Ler a íntegra nos links acima...

quarta-feira, 24 de outubro de 2018

CIEX: o Itamaraty e a ditadura militar - Fabiano Post (Opera)

Ciex: A espúria relação do Itamaraty com os porões da ditadura

por Fabiano Post | Revista Opera
(Foto: Diego Baravelli)
Uma elaborada e austera malha de proteção – de desinformação e escamotagem – institucionalizada pelo Ministério das Relações Exteriores, que serviu de cortina de fumaça e supriu de forma eficaz, durante anos, o vazamento de informações sobre a íntima e vergonhosa relação de cooperação e conluio do Itamaraty com o regime militar. Associação essa que sempre foi negada, veementemente, pela instituição máxima da diplomacia nacional.

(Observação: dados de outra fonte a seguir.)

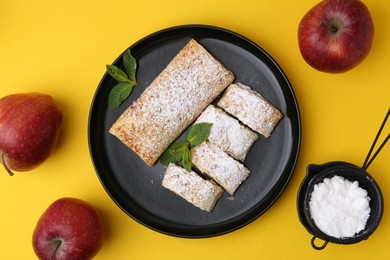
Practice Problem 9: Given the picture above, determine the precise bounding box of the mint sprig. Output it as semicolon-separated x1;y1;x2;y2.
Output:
160;123;212;172
106;50;137;108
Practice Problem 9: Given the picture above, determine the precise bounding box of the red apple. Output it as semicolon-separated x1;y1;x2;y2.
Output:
298;0;374;73
0;93;62;175
32;198;104;260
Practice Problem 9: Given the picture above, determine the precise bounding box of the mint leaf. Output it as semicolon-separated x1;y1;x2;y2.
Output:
108;82;134;108
106;64;129;82
160;141;189;166
181;146;192;172
187;123;212;146
123;49;137;82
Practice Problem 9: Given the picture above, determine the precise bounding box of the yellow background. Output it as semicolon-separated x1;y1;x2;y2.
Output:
0;0;390;260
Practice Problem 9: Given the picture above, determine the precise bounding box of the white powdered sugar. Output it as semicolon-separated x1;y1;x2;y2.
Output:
309;175;371;238
195;105;258;162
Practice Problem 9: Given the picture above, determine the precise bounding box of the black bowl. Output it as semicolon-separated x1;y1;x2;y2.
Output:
297;162;384;250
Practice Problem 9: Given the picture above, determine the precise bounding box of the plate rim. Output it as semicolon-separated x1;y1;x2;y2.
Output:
88;24;302;238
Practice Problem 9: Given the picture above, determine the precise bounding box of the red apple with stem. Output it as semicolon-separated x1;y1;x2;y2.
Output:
32;198;104;260
0;93;63;175
298;0;374;73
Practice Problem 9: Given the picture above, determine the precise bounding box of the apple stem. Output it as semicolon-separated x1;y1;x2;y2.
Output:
50;239;62;260
1;154;14;176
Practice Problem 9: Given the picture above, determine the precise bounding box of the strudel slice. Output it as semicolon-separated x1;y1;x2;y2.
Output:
191;141;250;195
162;163;223;212
110;39;234;166
217;83;283;137
195;105;259;162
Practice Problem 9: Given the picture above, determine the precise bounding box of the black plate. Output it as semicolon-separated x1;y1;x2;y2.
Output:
88;25;301;238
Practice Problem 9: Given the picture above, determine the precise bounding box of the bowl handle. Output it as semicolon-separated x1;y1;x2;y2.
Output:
311;235;329;250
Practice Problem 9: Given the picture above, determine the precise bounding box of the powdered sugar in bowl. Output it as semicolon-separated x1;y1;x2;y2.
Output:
297;162;384;250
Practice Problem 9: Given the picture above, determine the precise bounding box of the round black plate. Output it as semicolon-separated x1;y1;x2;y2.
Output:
88;25;301;238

A luz esclarecedora dos fatos chegou no mês de julho de 2007, a partir da análise de 20 mil páginas de documentos secretos – acumulados ao longo de 19 anos -, e a partir dos quais foram produzidas uma série de reportagens pelo Correio Braziliense, que tiveram no entanto pouca visibilidade na mídia nacional.

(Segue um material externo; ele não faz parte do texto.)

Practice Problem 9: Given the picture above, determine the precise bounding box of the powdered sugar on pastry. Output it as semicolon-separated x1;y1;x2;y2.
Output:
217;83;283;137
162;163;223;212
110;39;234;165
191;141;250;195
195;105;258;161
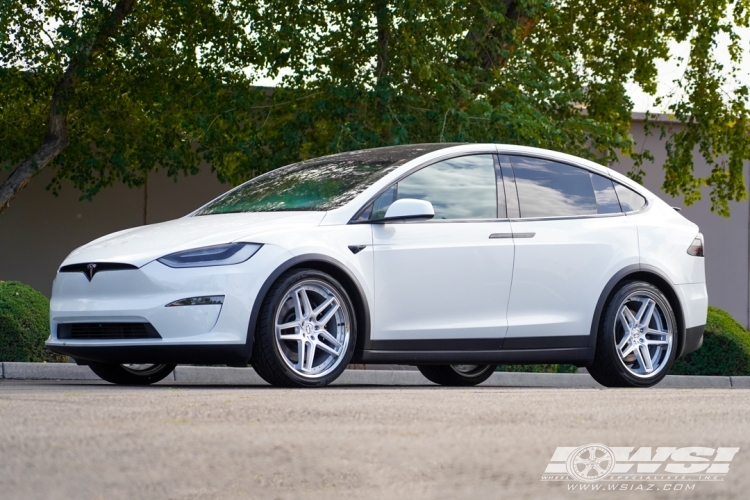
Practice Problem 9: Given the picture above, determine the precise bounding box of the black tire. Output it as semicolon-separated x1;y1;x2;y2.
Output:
588;281;677;387
417;365;497;387
250;269;357;387
89;363;176;385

Escancarou a inglória e nefasta operação que foi secretamente conduzida nos anos de chumbo no gabinete 410, 4º andar, do anexo I do palácio do Itamaraty, e que colocou em “xeque” os brios da imagem “ilibada” da diplomacia brasileira.

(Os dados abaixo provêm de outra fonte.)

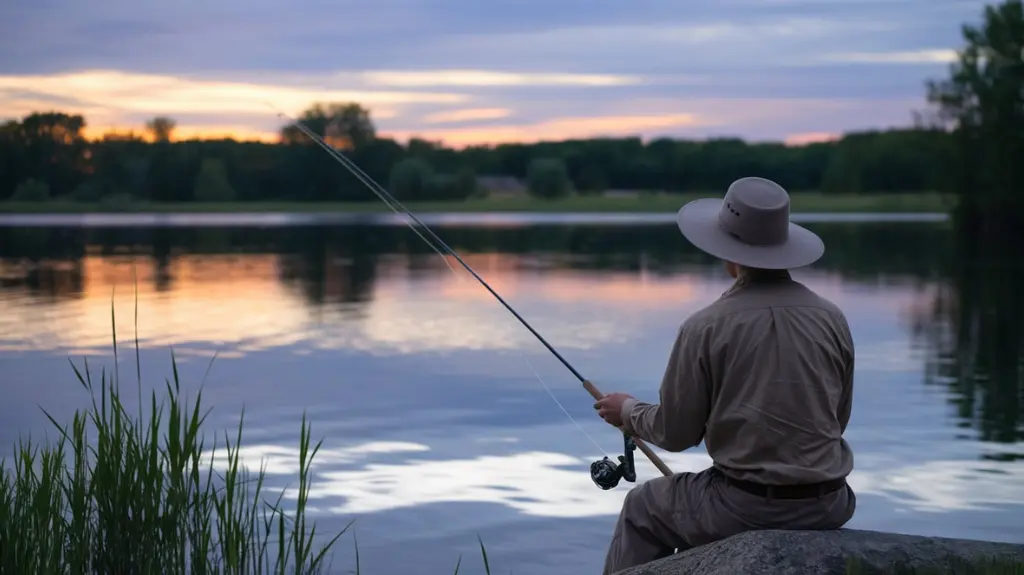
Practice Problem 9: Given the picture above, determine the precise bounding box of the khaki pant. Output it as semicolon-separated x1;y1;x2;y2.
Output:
604;468;857;575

O Ciex (Centro de Informações do Exterior), pouco ou nada conhecido do grande público em geral, ainda hoje, foi uma poderosa agência de inteligência nos moldes do M16 e CIA, tutelada pelo SNI (Serviço Nacional de Inteligência) no âmago do corpo diplomático brasileiro, o Itamaraty, que atuou nas sombras, entre 1966 e 1985.
Seu mentor e criador foi o ultraconservador, conspirador, colaborador da CIA e apoiador do Golpe de 64, o embaixador Manoel Pio Corrêa – ungido e amigo dos déspotas Humberto de Alencar Castello Branco e Golbery do Couto e Silva – que do Uruguai, em 66, onde foi embaixador, engendrou o “plano piloto” do que viria a ser o CIEX.
No mesmo ano, Pio Corrêa foi nomeado secretário-geral do Itamaraty. Todo poderoso, trava um caçada “moral”, política e pessoal a diplomatas que considerava “inadequados”, como “pederastas, bêbados e vagabundos” – o poeta Vinicius de Morais foi uma das vítimas – e leva a cabo a materialização de seu sonho ultranacionalista; o Centro de Informações do Exterior, através de portaria¹, oficialmente batizado de Assessoria de Documentação de Política Exterior (ADOC).
Para saber mais sobre a personalidade do “pai do Ciex”, vale a leitura esclarecedora de seu livro de memórias, “O mundo em que vivi”, onde Pio escancara sua caixa de pandora pessoal com a soberba e empáfia típicas dos reacionários.
Mais do que um simples órgão de informação, o Ciex foi o aparato de repressão, da ditadura, responsável por espionar, no exterior, os brasileiros exilados e banidos pelo regime militar; políticos, militares, intelectuais, guerrilheiros, estudantes, que tiverem seu ir e vir, fora do país, monitorados de perto, passo a passo.
João Goulart, Juscelino Kubitschek, Fernando Henrique Cardoso, Brizola – considerado extremamente perigoso, foi o exilado brasileiro mais monitorado – Miguel Arraes, Darcy Ribeiro: são essas algumas das personalidades vítimas da rede de espionagem do Itamaraty.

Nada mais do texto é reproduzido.